No que diz respeito a Vestergaard & Schroeder em A Linguagem da Propaganda, a

ambigüidade da imagem leva à necessidade de ancoragem. Partindo desse pressuposto, os

autores, no capítulo “Linguagem e comunicação”105, analisam a relação verbal x visual na

propaganda pela da denotação e pela conotação. Embora todos os apontamentos feitos por U.

Eco, citados inclusive no rodapé da mencionada página do livro A Linguagem da Propaganda,

eles consideram que a denotação de uma imagem é a soma dos seus significados codificados e

culturalmente aceitos, que fazem com que a imagem seja minimamente lida da mesma forma

pelos integrantes de um grupo social. Vale ressaltar que este “minimamente” é de suma

importância na publicidade. Já as conotações que supostamente se farão da imagem formam o

conhecimento não-comum sobre seus significados. Para estabelecer uma relação de originalidade

ou redundância entre título/texto e imagem no anúncio basta então fazer com que a informação

verbal ancore apenas o que se conota da imagem, ou seja, aquilo que não está minimamente

decodificável. A relação de redundância se dá, então, quanto a informação verbal ancora o que se

denota da imagem, informação já conhecida por todos. Este tópico está mais amplamente

abordado no livro Redação Publicitária, da autora.106

3.2.3 Mediação e Fronteiras

3.2.3.1 Mediações possíveis entre os sistemas de signos verbal e visual

Segundo I. Lotman107, a semiosfera é um sistema semiótico dentro do qual existem

elementos culturais com proximidade semiótica.

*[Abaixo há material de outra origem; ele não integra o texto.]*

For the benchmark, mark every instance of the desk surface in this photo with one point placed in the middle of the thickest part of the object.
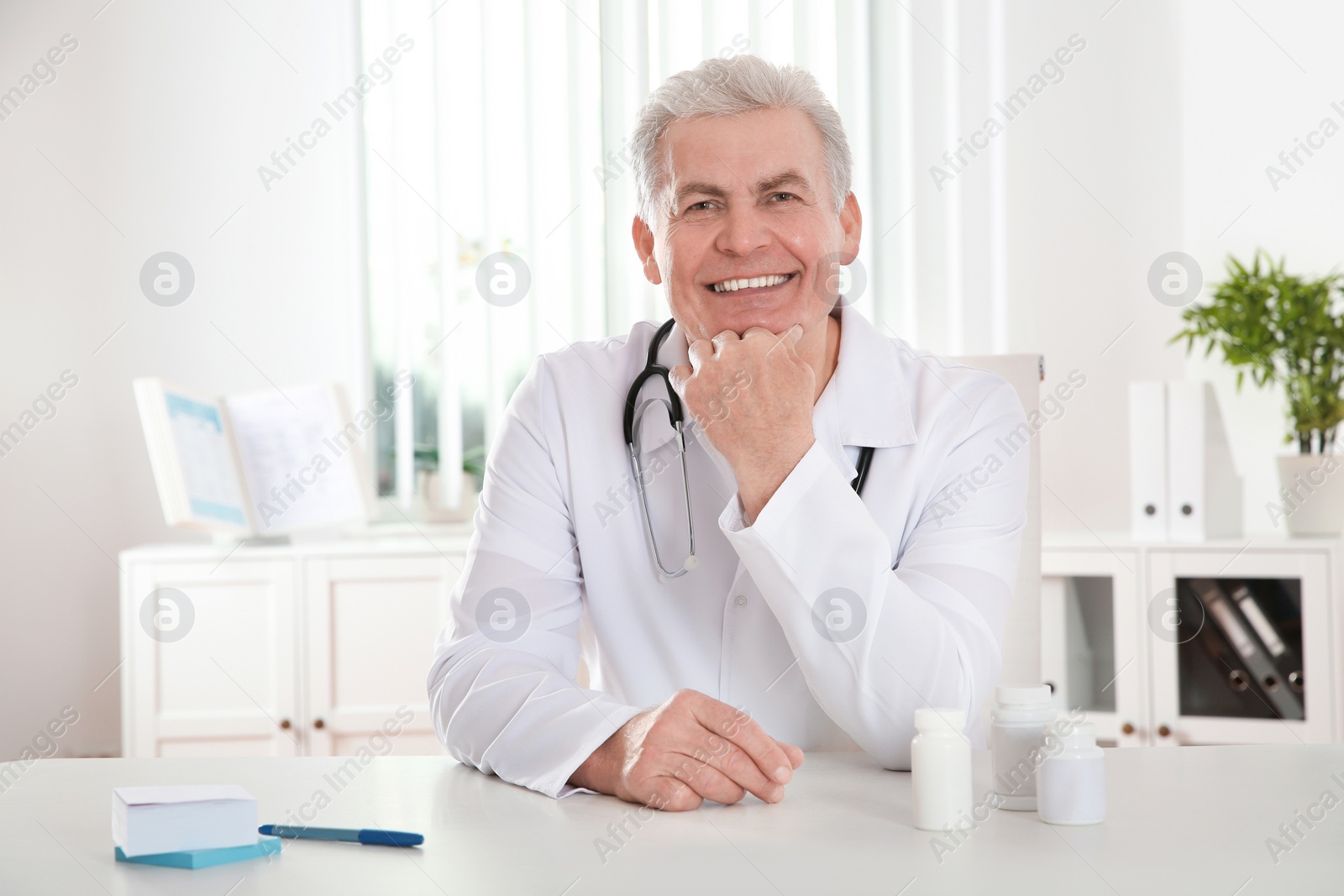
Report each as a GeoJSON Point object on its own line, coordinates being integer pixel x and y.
{"type": "Point", "coordinates": [1191, 820]}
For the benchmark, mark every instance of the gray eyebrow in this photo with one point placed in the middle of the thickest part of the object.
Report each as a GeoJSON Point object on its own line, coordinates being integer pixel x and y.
{"type": "Point", "coordinates": [788, 177]}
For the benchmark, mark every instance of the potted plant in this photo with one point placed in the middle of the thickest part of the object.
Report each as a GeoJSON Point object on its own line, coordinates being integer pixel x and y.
{"type": "Point", "coordinates": [428, 484]}
{"type": "Point", "coordinates": [1287, 329]}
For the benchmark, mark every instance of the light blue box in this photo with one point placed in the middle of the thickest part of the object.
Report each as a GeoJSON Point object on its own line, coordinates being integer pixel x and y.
{"type": "Point", "coordinates": [206, 857]}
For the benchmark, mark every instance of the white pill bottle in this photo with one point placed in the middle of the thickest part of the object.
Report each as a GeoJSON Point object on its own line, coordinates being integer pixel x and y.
{"type": "Point", "coordinates": [940, 768]}
{"type": "Point", "coordinates": [1072, 786]}
{"type": "Point", "coordinates": [1015, 739]}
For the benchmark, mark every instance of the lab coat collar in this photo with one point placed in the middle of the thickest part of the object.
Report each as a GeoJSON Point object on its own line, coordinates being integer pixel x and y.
{"type": "Point", "coordinates": [866, 403]}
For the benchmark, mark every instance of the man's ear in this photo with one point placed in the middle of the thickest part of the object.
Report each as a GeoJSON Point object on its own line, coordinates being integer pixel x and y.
{"type": "Point", "coordinates": [851, 224]}
{"type": "Point", "coordinates": [644, 248]}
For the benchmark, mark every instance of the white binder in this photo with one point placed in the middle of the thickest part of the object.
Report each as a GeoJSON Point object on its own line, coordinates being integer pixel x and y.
{"type": "Point", "coordinates": [1148, 461]}
{"type": "Point", "coordinates": [1205, 493]}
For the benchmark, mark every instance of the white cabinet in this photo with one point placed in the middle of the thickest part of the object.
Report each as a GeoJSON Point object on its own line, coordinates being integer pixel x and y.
{"type": "Point", "coordinates": [1092, 649]}
{"type": "Point", "coordinates": [284, 651]}
{"type": "Point", "coordinates": [1126, 638]}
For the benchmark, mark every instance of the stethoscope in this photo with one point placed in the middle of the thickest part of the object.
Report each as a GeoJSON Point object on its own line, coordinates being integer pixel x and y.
{"type": "Point", "coordinates": [635, 414]}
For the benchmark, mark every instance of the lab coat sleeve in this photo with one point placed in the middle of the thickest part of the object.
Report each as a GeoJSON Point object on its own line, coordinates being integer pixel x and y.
{"type": "Point", "coordinates": [877, 642]}
{"type": "Point", "coordinates": [501, 687]}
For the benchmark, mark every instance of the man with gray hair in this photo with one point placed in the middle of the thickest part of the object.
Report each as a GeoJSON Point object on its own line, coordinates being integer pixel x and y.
{"type": "Point", "coordinates": [850, 528]}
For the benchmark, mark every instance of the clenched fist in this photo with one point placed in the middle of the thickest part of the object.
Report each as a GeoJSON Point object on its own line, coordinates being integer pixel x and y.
{"type": "Point", "coordinates": [689, 750]}
{"type": "Point", "coordinates": [753, 396]}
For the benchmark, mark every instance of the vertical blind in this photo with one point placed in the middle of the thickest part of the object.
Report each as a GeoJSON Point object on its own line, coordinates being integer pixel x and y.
{"type": "Point", "coordinates": [506, 129]}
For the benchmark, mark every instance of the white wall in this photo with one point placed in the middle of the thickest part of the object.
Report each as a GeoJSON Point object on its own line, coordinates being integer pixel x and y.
{"type": "Point", "coordinates": [1168, 120]}
{"type": "Point", "coordinates": [159, 118]}
{"type": "Point", "coordinates": [1245, 102]}
{"type": "Point", "coordinates": [1093, 196]}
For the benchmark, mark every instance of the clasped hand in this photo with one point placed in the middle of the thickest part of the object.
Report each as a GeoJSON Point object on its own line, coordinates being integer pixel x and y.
{"type": "Point", "coordinates": [753, 398]}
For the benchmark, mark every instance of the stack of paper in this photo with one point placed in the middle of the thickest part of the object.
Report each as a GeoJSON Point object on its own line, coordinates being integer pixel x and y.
{"type": "Point", "coordinates": [148, 824]}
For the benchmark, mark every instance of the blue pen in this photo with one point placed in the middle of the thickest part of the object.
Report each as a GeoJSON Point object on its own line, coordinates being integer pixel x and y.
{"type": "Point", "coordinates": [367, 836]}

Pode-se considerar como exemplo a

proximidade semiótica latente que existe entre os anúncios publicitários e o veículo no qual se

105 VESTERGAARD & SCHROEDER. A Linguagem da Propaganda. 2. ed. S. Paulo: M. Fontes, 1996, p. 39-40. 106 GABRIELLI, Lourdes e HOFF, Tânia, op. cit., p. 106-108. 107 LOTMAN, Iuri. La Semiosfera I. Madri: Cátedra, 1996, p. 22.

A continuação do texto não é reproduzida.